During this time, Joanie lost all her worldly possessions in a wildfire, and was living in a furnished apartment outside San Francisco until she could recoup. I went there thinking I could help her cope, because I think it's times like this that your friends serve as emotional oxygen to your breathless heart, and you must pass from one to the other, borrowing air until you can breathe on your own again.
But once I arrived, Joanie didn't turn to me for comfort. No. She took comfort in a most odd way. First, that man she wanted me to meet? It was her boyfriend's best friend, but by the time I'd arrived, she'd developed a crush on him herself. "Joanie, whichever one you decide you want, I'll distract the other, OK?" I told her, not fathoming she'd decide not to decide, and end up in bed with both.

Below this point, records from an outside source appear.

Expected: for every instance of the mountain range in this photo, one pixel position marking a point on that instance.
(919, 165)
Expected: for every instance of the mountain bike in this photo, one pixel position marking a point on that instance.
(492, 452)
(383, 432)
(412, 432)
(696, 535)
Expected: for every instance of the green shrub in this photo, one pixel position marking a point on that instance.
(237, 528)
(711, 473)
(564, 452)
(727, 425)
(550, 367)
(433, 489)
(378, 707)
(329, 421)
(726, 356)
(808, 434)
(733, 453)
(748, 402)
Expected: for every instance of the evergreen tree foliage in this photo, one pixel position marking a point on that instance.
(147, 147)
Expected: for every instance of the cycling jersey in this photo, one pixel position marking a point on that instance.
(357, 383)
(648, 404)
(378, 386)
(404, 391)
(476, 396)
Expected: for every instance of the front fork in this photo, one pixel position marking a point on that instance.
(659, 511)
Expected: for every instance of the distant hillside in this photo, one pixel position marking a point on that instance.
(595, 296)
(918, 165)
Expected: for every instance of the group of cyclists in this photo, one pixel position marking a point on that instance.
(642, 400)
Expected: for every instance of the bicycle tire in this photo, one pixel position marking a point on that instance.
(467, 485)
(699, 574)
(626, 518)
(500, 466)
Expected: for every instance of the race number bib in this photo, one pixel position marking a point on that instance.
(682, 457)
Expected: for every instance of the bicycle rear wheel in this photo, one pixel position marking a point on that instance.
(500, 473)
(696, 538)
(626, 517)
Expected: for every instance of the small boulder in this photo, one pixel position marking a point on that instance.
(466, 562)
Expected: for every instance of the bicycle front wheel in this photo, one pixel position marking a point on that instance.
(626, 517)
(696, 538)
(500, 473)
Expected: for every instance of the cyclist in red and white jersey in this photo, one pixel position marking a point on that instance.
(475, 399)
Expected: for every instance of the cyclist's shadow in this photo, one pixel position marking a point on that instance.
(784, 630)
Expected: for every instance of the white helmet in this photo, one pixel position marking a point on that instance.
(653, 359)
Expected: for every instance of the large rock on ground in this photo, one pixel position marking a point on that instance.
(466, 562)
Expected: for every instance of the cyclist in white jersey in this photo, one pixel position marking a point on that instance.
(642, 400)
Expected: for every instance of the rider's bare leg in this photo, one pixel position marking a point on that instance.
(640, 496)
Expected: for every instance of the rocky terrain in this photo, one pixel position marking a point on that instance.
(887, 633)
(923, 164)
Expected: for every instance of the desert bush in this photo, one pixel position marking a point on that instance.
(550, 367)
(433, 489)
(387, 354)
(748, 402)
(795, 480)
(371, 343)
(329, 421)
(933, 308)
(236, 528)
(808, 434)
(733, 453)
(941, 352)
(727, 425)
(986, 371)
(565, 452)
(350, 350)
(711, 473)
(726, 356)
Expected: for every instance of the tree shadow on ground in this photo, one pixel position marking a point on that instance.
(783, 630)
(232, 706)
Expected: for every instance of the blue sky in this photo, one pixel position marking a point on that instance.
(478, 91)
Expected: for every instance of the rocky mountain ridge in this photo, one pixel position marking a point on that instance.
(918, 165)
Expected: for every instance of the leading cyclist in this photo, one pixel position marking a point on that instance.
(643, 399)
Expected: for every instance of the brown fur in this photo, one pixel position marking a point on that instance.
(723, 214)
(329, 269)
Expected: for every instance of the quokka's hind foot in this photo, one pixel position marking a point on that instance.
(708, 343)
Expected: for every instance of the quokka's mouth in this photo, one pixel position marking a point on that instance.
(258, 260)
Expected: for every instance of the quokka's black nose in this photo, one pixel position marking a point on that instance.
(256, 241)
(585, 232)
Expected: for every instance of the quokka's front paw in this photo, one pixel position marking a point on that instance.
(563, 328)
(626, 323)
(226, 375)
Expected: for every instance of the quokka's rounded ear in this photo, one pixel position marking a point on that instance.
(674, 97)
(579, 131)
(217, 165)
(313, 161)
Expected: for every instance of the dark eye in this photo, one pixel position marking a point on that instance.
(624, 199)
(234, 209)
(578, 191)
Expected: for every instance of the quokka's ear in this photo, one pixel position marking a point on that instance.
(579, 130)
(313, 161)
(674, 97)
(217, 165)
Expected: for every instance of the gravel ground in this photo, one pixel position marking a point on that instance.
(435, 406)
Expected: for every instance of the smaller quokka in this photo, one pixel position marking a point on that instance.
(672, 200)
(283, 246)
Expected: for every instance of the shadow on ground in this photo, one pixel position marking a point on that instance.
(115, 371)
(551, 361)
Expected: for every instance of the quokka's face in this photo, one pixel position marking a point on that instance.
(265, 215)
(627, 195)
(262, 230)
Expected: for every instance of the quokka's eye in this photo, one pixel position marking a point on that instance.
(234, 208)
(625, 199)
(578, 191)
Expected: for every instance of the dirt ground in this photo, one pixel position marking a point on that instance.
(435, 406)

I swear, it's not easy pretending you're asleep on the couch when three people are fucking on the floor right beside you. By morning, they'd mercifully moved to the bedroom and, left to wander her apartment on my own, I tried to drown out the howlings coming from Joanie's bedroom by making long-distance calls on her phone.
"Just join in," Lary suggested. "That's what I'd do."
"Retard," I said, "I would rather rip out my kidneys with a crowbar."
But Lary could only comfort me for so long before he had to go grade a door down with an industrial sander or something, so soon I was alone again, and utterly miserable. Seriously, there's nothing sadder — nothing that'll make you more certain you're wasting your life — than spending the day in a strange apartment in a strange city waiting for your friend to finish getting fucked by strange men.
Eventually I ran out of numbers to call and chose, simply, to leave quietly — and for good. Joanie's apartment was serviced by an exterior security gate — and once past that, there was no turning back. Plus, my coat was locked in her car, and I had to abandon it to walk, freezing, to the car-parts store on the corner.
It was there I called Dennis. It had been three years since I'd last seen him in San Diego, where he served as an intern at the magazine where I worked as a tortured copy editor. But still he pulled up to the curb 15 minutes later, where I was waiting by the phone booth clutching a plastic sack.
"What's in the bag?" he asked.
"A headlight," I said. He didn't even ask why I bought a headlight in California when my car was in Georgia.
He took me to a coffeehouse, and there I poured forth. "You'd think the man you loved would include you in his five-year plan, or even his 10-year plan," I blubbered, recounting my most recent Eiffel-Tower-in-the-ass moment. I'd been having them a lot lately, doleful reminders that the world was not my personal balloon on a string after all. "You'd think I'd fucking fit somewhere."
Dennis just let me leak until I didn't have any air left, then he took me to his family home to sleep in his sister's bedroom. What I remember most about his childhood home is the counter spaces. They were cluttered with wondrous things it must have taken decades to collect, and I loved the way his house smelled, like heavily peppered vegetables.
I don't know how Dennis explained to his family why his college friend showed up coatless on a cold winter day to spend the night, but I think it says a lot for them that they let me stay as long as I wanted, sitting there at their dining table, taking an odd comfort in the commingling of aromas that made up their family. They let me borrow their air until I could breathe on my own again, and for that I will always be grateful.